- Left fielder
- Born: November 15, 1906 Chicago, Illinois, U.S.
- Died: January 21, 1980 (aged 73) Park Ridge, Illinois, U.S.
- Batted: LeftThrew: Right

MLB debut
- April 22, 1931, for the Boston Red Sox

Last MLB appearance
- June 6, 1931, for the Boston Red Sox

MLB statistics
- Games played: 17
- Batting average: .179
- Runs batted in: 1
- Stats at Baseball Reference

Teams
- Boston Red Sox (1931);

= Gene Rye =

American baseball player (1906–1980)

Eugene Rudolph Rye [Half-Pint] (November 15, 1906 – January 21, 1980) was an American left fielder in Major League Baseball who played with the Boston Red Sox during the season.

Listed at 5'6", 165 lb., Rye batted left-handed and threw right-handed.

His birth name was Eugene Rudolph Mercantelli, the son of Amedeo Menotti Mercantelli (1866-1950) and Daria "Dora" Frediani (1867-1920). He was born in Chicago, Illinois. Rye married Julia Swentko on October 28, 1950.

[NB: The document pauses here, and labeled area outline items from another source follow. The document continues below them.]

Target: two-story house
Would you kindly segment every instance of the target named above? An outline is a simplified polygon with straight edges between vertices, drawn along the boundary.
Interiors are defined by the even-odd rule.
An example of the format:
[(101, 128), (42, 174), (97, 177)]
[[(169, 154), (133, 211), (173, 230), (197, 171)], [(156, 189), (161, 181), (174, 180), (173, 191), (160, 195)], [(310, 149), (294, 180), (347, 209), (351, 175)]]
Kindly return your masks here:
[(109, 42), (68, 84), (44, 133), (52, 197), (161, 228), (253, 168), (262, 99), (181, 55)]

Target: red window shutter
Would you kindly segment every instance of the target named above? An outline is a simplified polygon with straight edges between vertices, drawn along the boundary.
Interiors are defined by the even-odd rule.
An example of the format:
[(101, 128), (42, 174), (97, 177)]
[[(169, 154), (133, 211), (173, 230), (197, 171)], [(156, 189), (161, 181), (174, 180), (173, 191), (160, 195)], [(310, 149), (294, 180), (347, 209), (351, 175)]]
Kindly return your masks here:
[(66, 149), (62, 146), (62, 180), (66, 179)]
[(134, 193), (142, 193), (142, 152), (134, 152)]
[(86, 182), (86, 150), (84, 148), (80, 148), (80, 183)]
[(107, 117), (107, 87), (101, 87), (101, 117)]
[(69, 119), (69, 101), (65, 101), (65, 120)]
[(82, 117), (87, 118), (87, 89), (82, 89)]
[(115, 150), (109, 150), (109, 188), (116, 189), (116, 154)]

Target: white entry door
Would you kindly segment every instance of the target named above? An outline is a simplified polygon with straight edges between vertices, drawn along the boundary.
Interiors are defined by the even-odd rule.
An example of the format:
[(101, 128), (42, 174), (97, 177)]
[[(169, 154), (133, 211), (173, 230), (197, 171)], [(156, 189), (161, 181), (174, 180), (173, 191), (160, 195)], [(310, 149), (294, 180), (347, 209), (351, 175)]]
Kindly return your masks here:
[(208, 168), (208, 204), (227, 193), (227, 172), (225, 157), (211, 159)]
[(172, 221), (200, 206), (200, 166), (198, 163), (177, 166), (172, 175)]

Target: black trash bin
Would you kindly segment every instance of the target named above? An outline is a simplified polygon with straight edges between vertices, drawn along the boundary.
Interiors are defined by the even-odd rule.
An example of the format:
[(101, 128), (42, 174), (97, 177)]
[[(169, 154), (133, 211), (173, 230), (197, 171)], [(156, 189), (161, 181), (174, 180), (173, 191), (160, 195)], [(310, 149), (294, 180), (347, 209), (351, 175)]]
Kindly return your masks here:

Used as a pinch hitter by Boston, Rye also shared duties at left field with Al Van Camp and Jack Rothrock. In a 17-game career, he posted a .179 batting average (7-for-39) with three runs and one run batted in with no extra-base hits. In 10 outfield appearances, he had 10 putouts and committed an error for a .944 fielding percentage.

Rye hit three home runs in one inning in 1930 while playing with the Waco Cubs in the Texas League. The third home run is considered one of the greatest minor league baseball home runs of all time.

When Rye was 29 years old he finished his professional baseball career after his 1936 season.

Rye died at the age of 73 in Park Ridge, Illinois.